I almost don’t blame them. Their lives, based on the gossip they loudly whisper to each other, sound positively dreadful and unlike me they don’t get to leave this hellhole any time soon. They work for J also. They attack me and they harass me all day but at the end of it, I’m not even sure that they have bad feelings towards me. They’ve just been attacked and harassed themselves and having someone to push around and make them feel big is a novelty not to be passed up.

It doesn’t stop me from going to the bathroom and crying.

When J finally picks me up I’m fuming but I decide to keep it to myself. For dinner, he leaves us alone in his apartment. We don’t have enough to order anything and the nearest anything is a gas station more than two miles away. We walk in the hot, muggy night air to the gas station and buy a few meager items. We sit in J’s kitchen and make breakfast for dinner and I realize it tastes better than anything in the past day because J isn’t there over our shoulder.

He comes home at 1am, tells me we gotta get an early start in the morning and I tell him either he shows me the finances and we discuss that or it’s done. He tells me he’ll talk to me in the morning.

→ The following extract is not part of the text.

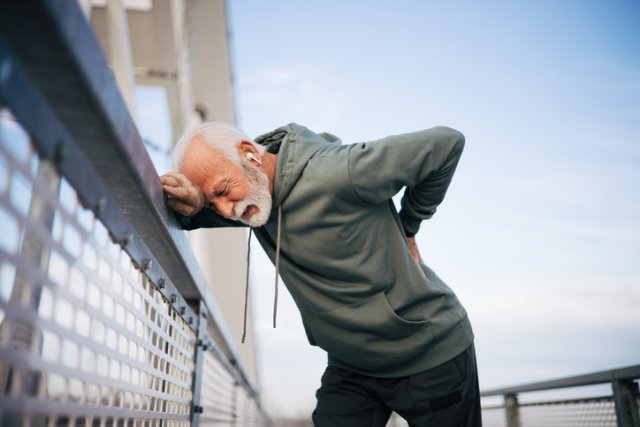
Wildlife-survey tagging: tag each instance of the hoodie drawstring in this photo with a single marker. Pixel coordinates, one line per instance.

We go back to the shop in the morning and I refuse to get out of the van not wanting to be stranded again. We go to the mall. We go to a Chinese take out. We go back to the house and he tells me that he won’t show me the books but his deal is that I pay him $620/mo to rent his apartment out of the $28,000 a year he will generously let me have for taking care of the store.

I don’t even have it in me to laugh. I tell him no. He calls me ridiculous. He calls me lazy. He says I wasted his time. I lie and tell him our flight is the first one out in the morning the next day and that I’ll take a cab if he doesn’t want to drive us.

That night J orders us pizza and we barely talk as we watch a violent television program. While a commercial blares in the background J tells me America is a great country. J tells me that most people don’t deserve to be treated well anyway.

I go to bed early.

We sit in the airport for seven hours waiting for our flight and I consider texting my sister to tell her about all the points she just won in the ‘whose dad is worse’ game.